Pedro Fontainhas ajoute que la demande de ce produit est en hausse : « 2017 a été une année positive et les prévisions 2018 pointent vers une poursuite de la croissance de la demande ». Les principaux marchés émetteurs demeurent le Royaume-Uni, le Benelux/la Scandinavie et la France. Mais 40 autres nationalités d’acquéreurs des cinq continents investissent dans les complexes touristiques portugais. Eduardo Abreu cite également l’intérêt croissant des Allemands ainsi que les marchés forts en acheteurs dans les régions de Lisbonne ou de Porto, qui peuvent évoluer vers des secondes acquisitions au Portugal, comme par exemple le Brésil.

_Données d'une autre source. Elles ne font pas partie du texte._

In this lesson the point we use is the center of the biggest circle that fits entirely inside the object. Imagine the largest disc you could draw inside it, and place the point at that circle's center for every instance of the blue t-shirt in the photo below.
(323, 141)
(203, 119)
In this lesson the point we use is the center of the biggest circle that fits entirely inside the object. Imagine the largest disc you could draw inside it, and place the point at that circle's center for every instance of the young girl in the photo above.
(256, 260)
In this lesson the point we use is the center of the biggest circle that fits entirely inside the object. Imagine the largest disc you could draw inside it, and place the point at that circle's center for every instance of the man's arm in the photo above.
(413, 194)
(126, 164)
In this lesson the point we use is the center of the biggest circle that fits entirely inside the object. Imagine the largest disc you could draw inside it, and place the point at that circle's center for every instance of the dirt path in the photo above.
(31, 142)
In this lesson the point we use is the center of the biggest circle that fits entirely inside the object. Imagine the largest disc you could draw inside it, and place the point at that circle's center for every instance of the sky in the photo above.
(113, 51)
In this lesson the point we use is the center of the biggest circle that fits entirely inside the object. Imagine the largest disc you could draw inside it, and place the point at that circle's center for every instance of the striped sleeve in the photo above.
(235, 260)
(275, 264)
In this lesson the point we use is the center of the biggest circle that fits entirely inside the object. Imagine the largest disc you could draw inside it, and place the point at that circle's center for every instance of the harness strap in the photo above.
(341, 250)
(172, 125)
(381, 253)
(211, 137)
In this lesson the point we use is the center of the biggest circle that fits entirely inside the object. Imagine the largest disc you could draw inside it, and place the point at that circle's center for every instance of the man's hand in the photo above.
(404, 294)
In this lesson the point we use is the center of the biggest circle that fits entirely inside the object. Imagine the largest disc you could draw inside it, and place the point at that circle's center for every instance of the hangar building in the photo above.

En effet, selon l’étude « un deuxième peloton qui représente près de 25% du marché se compose d’acquéreurs venus d’Allemagne, d’Irlande, de Chine, du Moyen-Orient et d’Amérique du Nord. Ce bloc a gagné des parts de 2016 à 2017, en particulier grâce à une plus grande demande des investisseurs du Moyen-Orient. D’autres nationalités, plus discrètes en 2016, sont de plus en plus représentées, telles que les Brésiliens et les Italiens ».

Des prix oscillant entre 3 500 et 5 000 euros/m2

Quant aux prix pratiqués dans ce segment de marché, Eduardo Abreu affirme qu’ils varient naturellement beaucoup d’un complexe à l’autre, « de l’ordre de 2 500 à 3 000 euros/m2 à près de 8 000 à 10 000 euros/m2 au sommet du marché. Néanmoins, nous pouvons estimer que plus de 50% des ventes se situent dans la fourchette de 3 500 à 5 000 euros/m».

En effet, l’Algarve a enregistré un glissement trimestriel de 2,6% au 3e trimestre 2017. Par ailleurs, les prix connaissent une évolution positive depuis le 2e trimestre 2015 et se situent au-delà du palier d’avant-crise.

Pour comprendre ce regain de croissance du marché, il suffit de se pencher sur certains des projets récemment annoncés.

L’Ombria Resort, le nouveau complexe immobilier de luxe situé dans la municipalité de Loulé, en Algarve, dont la promotion est à la charge de la société d’investissement finlandaise Pontos, représente un investissement de 100 millions d’euros pour la seule première phase. Ce projet prévoit un hôtel 5 étoiles, le Viceroy at Ombria Resort, doté de 76 chambres et suites de luxe, les Viceroy Residences at Ombria Resort, ainsi que les Alcedo Villas et l’Oriole Village.

La pose de la première pierre du complexe ‘La Réserve’, qui marque le démarrage des travaux du Resort Natural & SPA, à Comporta – Carvalhal, a eu lieu le 17 mai dernier. Le groupe LX-Immo est chargé de le promouvoir. ‘La Réserve’, dont l’inauguration est prévue à l’été 2020, va s’étendre sur 10 hectares d’espace préservé près des dunes et comporte trois différents types de bien immobilier : un hôtel appartement, les maisons de pêcheurs et les villas.

Situé dans la municipalité d’Óbidos, le West Cliffs a fait son retour l’année dernière après un temps passé dans les tiroirs. Ce complexe touristique 5 étoiles qui occupe une surface de 230 hectares compte un terrain de golf et un Club House déjà bâtis, auxquels viendront s’ajouter deux hôtels cinq étoiles, l’Hôtel da Falésia (130 chambres) et l’Hôtel do Pinhal (60 chambres) ainsi que le pan immobilier signé de l’architecte Sua Kay.

Le mois d’avril a également vu être annoncé la mise en vente du premier projet du Vilamoura World en 2018. Le Central, un lotissement privé de 80 maisons dont les prix débutent à 630 000 euros, verra ses premières unités être commercialisées début 2020. Faisant également partie du Vilamoura World, l’Uptown, dont la construction a été annoncée en mai dernier, prévoit que ses maisons seront prêtes à habiter à compter de 2020 et que les prix débuteront à 294 400 euros.

Autre projet immobilier/touristique en cours de développement, le Muda Reserve verra le jour au sein du village de Muda, dans l’Alentejo, à l’initiative du groupe Vanguard Properties pour un investissement de 200 millions d’euros.